Brepocitinib is an oral therapy taken once daily that targets key proteins involved in immune system activity, aiming to reduce the underlying autoimmune response.

“We are thrilled with the results of the VALOR study, and I would like to thank all of the patients, investigators and study site staff who contributed to this important research achievement,” said Ben Zimmer, Priovant CEO. “We are excited to continue working towards the rapid approval of brepocitinib in dermatomyositis and our broader goal of developing brepocitinib as a transformational therapy for multiple highly morbid autoimmune diseases where the need for novel efficacious therapies is greatest.”

Priovant Therapeutics was founded in 2021 through a partnership between Roivant Sciences and Pfizer. The company was created around brepocitinib, a drug previously in development at Pfizer and now Priovant’s lead molecule. 

VALOR study highlights

The Phase 3 VALOR study evaluated symptom changes in dermatomyositis patients taking brepocitinib or placebo. 

For the study’s primary measure of effectiveness, patients taking 30 mg of brepocitinib showed an average total improvement score (TIS) of 46.5 at week 52, compared to 31.2 for those on placebo. TIS measures improvement in dermatomyositis, combining changes in muscle strength, skin symptoms and lab results into a single score from 0 to 100, with higher scores showing greater improvement. 

The difference between TIS scores for the treatment and placebo groups was statistically significant at all study time points, starting as early as week 4. According to the companies, this is the first time a targeted therapy has shown positive results in a yearlong placebo-controlled trial for dermatomyositis.

Around two-thirds of the patients in the VALOR study were already on background steroids. For those taking steroids, 62% of brepocitinib 30 mg patients reduced were able to reduce their steroid dose to ≤2.5 mg/day by the end of the study, compared to 34% for placebo. Additionally, 42% of the brepocitinib 30 mg patients were able to stop steroids altogether, compared to 23% for placebo. 

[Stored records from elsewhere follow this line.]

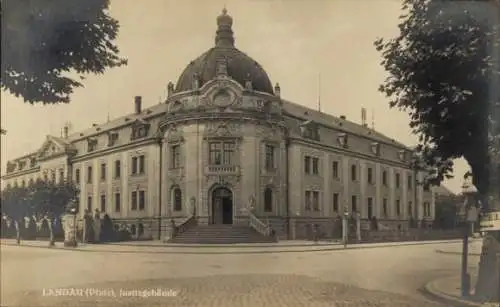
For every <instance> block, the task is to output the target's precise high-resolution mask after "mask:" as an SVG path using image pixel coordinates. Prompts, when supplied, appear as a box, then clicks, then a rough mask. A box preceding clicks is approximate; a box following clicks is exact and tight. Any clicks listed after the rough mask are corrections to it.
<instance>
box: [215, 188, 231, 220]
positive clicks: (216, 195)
mask: <svg viewBox="0 0 500 307" xmlns="http://www.w3.org/2000/svg"><path fill="white" fill-rule="evenodd" d="M211 223H212V224H233V193H232V192H231V190H229V189H228V188H224V187H220V188H217V189H215V190H213V192H212V216H211Z"/></svg>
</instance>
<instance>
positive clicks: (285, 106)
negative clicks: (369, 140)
mask: <svg viewBox="0 0 500 307" xmlns="http://www.w3.org/2000/svg"><path fill="white" fill-rule="evenodd" d="M282 101H283V111H284V112H285V113H288V114H289V115H292V116H294V117H297V118H301V119H303V120H304V121H311V120H312V121H314V122H316V123H318V124H321V125H324V126H326V127H330V128H334V129H337V130H343V131H346V132H348V133H353V134H357V135H360V136H365V137H366V138H369V139H373V140H376V141H379V142H383V143H388V144H393V145H395V146H398V147H402V148H405V149H408V150H411V149H410V148H409V147H408V146H406V145H404V144H402V143H400V142H397V141H396V140H394V139H392V138H390V137H388V136H386V135H384V134H382V133H380V132H377V131H375V130H373V129H371V128H368V127H364V126H363V125H360V124H357V123H354V122H351V121H348V120H346V119H342V118H340V117H336V116H333V115H331V114H328V113H323V112H319V111H317V110H313V109H310V108H308V107H305V106H302V105H300V104H297V103H294V102H290V101H286V100H282Z"/></svg>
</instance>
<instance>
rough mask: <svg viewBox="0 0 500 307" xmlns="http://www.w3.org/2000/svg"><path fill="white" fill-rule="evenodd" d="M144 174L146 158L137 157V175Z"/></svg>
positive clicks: (144, 171) (145, 167) (143, 155)
mask: <svg viewBox="0 0 500 307" xmlns="http://www.w3.org/2000/svg"><path fill="white" fill-rule="evenodd" d="M144 173H146V158H145V157H144V155H141V156H139V174H144Z"/></svg>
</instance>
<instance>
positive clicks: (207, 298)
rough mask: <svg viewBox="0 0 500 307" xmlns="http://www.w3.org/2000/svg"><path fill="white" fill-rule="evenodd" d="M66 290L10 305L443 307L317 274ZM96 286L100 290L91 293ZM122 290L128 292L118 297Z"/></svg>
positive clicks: (118, 283) (34, 295)
mask: <svg viewBox="0 0 500 307" xmlns="http://www.w3.org/2000/svg"><path fill="white" fill-rule="evenodd" d="M70 289H73V294H75V295H76V294H78V291H81V292H80V293H79V294H81V295H84V296H83V297H79V296H58V297H56V296H51V294H52V293H51V292H50V291H55V289H45V290H44V291H45V296H44V291H30V292H27V293H24V295H19V296H18V298H19V299H18V300H19V301H18V302H16V303H14V304H13V305H12V306H204V307H205V306H214V307H225V306H227V307H236V306H244V307H246V306H248V307H250V306H251V307H254V306H255V307H258V306H270V307H271V306H286V307H293V306H314V307H316V306H333V307H386V306H387V307H388V306H391V307H392V306H397V307H443V306H446V305H442V304H439V303H435V302H429V301H425V300H423V299H418V298H411V297H407V296H403V295H398V294H392V293H387V292H382V291H371V290H365V289H361V288H358V287H354V286H347V285H342V284H338V283H334V282H328V281H324V280H321V279H319V278H313V277H307V276H300V275H279V274H273V275H261V274H253V275H215V276H207V277H193V278H172V279H156V280H135V281H129V282H125V281H121V282H105V283H97V284H86V285H78V286H75V287H74V288H70V287H66V290H67V291H70ZM92 289H95V290H92ZM151 289H155V290H156V291H157V293H158V294H160V293H163V294H164V295H165V296H154V297H153V296H151V297H141V296H140V294H141V293H133V291H134V290H138V291H142V290H151ZM89 290H90V293H89V292H87V293H89V294H90V295H91V296H85V292H86V291H89ZM98 291H99V292H100V293H97V292H98ZM131 291H132V292H131ZM161 291H163V292H161ZM70 293H71V292H70ZM127 294H128V295H132V296H124V295H127ZM142 294H143V295H145V294H144V293H142ZM150 295H151V294H150Z"/></svg>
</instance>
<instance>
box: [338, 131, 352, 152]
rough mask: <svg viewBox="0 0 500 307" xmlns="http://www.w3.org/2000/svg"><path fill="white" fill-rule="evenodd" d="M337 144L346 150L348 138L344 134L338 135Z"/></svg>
mask: <svg viewBox="0 0 500 307" xmlns="http://www.w3.org/2000/svg"><path fill="white" fill-rule="evenodd" d="M337 142H338V143H339V145H340V146H342V147H344V148H347V147H348V145H349V136H348V135H347V134H345V133H339V134H338V136H337Z"/></svg>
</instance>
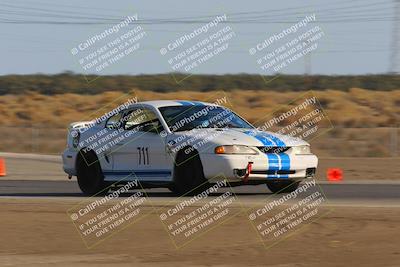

The study also found that brepocitinib 30 mg had a safety profile consistent with previous studies, with no increase in adverse events of special interest compared to placebo.

Immune therapy pipeline

Priovant plans to file an NDA for brepocitinib in dermatomyositis in the first half of 2026 and is also evaluating brepocitinib in a Phase 3 study for non-infectious uveitis — an immune-related inflammation of the eye — and in a Phase 2 study for cutaneous sarcoidosis, an inflammatory skin condition.

According to the Triangle Business Journal, Priovant has about 80 employees, fewer than half of whom are based in the Triangle. Over the next year, the company could double its headcount to prepare for the commercial launch and run additional clinical trials on other programs in its pipeline.